Bank of Ireland has opened up a new front to ease the burden of expensive capital tied up against its mortgage book, by effectively taking out insurance against €1.4 billion of higher-risk owner-occupier and buy-to-let loans.
The bank said that a group of unnamed institutional investors and insurance companies had taken on the credit risk for €265 million of potential losses on the portfolio for an initial cost of €12 million a year, reducing over the lifetime of the transaction. The so-called credit risk transfer deal has a lifetime of as long as 15 years, but can be cancelled after 9½ years, according to a spokesman.
The deal has the effect of reducing the average risk weight of its Irish mortgages to 22 per cent of all home loans from 26 per cent at the end of June. The risk-weighting of a loan portfolio is a key determinant to how much expensive, rainy day capital a bank needs to hold against loans, in the event of a spike in loan defaults.
Irish banks must hold much higher levels of capital against mortgages than the average European lender, a legacy of the losses sustained by lenders following the property crash. This is part of the reason why average new Irish mortgage rates – at 2.74 per cent as of August, according to the Central Bank – are more than double the European average.

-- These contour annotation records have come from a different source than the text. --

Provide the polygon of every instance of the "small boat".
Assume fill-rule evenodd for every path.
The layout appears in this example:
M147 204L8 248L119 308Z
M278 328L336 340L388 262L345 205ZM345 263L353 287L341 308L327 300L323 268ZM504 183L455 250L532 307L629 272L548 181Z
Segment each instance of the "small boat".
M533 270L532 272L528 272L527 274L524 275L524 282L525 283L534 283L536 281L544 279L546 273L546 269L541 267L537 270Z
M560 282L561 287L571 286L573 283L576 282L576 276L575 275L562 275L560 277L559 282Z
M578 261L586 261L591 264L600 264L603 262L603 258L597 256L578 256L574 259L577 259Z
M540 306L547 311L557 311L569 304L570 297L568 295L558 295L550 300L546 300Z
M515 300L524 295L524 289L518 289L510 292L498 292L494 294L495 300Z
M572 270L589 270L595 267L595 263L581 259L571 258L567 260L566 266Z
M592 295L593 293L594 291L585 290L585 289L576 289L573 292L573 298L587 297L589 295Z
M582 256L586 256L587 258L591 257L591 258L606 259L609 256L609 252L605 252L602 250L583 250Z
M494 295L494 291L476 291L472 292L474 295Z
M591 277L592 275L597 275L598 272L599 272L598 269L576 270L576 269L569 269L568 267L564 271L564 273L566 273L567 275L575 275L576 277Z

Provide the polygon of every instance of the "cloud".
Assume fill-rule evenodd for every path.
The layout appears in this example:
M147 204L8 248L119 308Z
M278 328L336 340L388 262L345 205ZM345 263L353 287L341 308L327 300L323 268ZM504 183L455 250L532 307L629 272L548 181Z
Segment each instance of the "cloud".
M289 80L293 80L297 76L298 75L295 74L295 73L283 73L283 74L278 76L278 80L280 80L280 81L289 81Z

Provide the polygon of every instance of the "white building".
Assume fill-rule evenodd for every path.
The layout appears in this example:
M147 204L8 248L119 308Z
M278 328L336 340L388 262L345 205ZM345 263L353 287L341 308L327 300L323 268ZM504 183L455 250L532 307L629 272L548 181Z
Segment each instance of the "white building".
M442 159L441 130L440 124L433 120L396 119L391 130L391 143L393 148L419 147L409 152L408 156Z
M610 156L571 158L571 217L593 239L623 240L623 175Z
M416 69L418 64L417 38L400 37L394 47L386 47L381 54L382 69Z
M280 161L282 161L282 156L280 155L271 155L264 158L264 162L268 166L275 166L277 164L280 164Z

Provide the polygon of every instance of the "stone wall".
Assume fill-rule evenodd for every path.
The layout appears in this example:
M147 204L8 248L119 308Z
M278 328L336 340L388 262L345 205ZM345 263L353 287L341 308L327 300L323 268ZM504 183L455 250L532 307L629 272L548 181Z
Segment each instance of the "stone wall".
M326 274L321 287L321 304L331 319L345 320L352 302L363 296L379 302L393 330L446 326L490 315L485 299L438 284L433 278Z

“There is no customer impact from the transaction. No assets will be derecognised from the group balance sheet and the reference portfolio of loan assets and related customer relationships will continue to be managed by the group,” the bank said of the credit risk transfer deal.
Portfolio
The loans in the portfolio were included as they attract higher risk-weights because the majority of the portfolio was either restructured previously, after running into trouble, or are buy-to-let mortgage products, according to the spokesman.
The bank has carried out three credit-risk transfer deals since 2016, covering Irish business loans, project finance loans and UK corporate and leverage acquisition finance exposures. However, this is the first time it has carried out such a deal involving home loans.

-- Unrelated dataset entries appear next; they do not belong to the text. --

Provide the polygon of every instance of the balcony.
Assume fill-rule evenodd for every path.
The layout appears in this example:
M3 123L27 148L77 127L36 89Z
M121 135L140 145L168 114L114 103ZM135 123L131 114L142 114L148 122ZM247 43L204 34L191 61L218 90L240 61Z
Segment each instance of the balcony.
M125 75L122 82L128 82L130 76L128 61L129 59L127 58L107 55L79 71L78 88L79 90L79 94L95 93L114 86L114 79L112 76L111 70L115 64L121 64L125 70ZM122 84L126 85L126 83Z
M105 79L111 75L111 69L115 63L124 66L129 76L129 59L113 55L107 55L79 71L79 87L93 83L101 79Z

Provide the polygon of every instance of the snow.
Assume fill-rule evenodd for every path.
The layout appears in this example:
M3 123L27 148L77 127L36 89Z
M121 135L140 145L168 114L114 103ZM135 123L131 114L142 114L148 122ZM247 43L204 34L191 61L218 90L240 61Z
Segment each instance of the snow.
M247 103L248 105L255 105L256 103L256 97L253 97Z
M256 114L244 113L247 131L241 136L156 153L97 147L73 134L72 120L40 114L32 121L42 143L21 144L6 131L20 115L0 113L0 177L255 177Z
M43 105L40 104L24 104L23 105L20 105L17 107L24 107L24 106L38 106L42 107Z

The bank said that the latest deal would boost its key common equity Tier 1 (CET1) capital ratio by 0.3 percentage points. The bank had a 14.1 per cent CET1 ratio at the end of June, comfortably ahead of regulatory requirements. It had a medium-term goal of having a ratio of at least 13 per cent before the Covid-19 pandemic and is expected to outline a fresh target when it issues a strategy update early next year.
The transaction involved two elements. Firstly the bank set up a special purpose vehicle, called Glen Securities Finance DAC, which issued notes to institutional investors accepting some of the risks in the portfolio. Unnamed insurance and reinsurance firms took up the rest of the agreed exposure.
A report written by credit ratings firm Kroll Bond Rating Agency on the deal said the portfolio involved 14,657 loans, almost two-thirds of which were owner-occupier mortgages, with the rest secured against buy-to-let properties. Some 76 per cent of the loans have been restructured in the past, most of these occurring more than five years ago.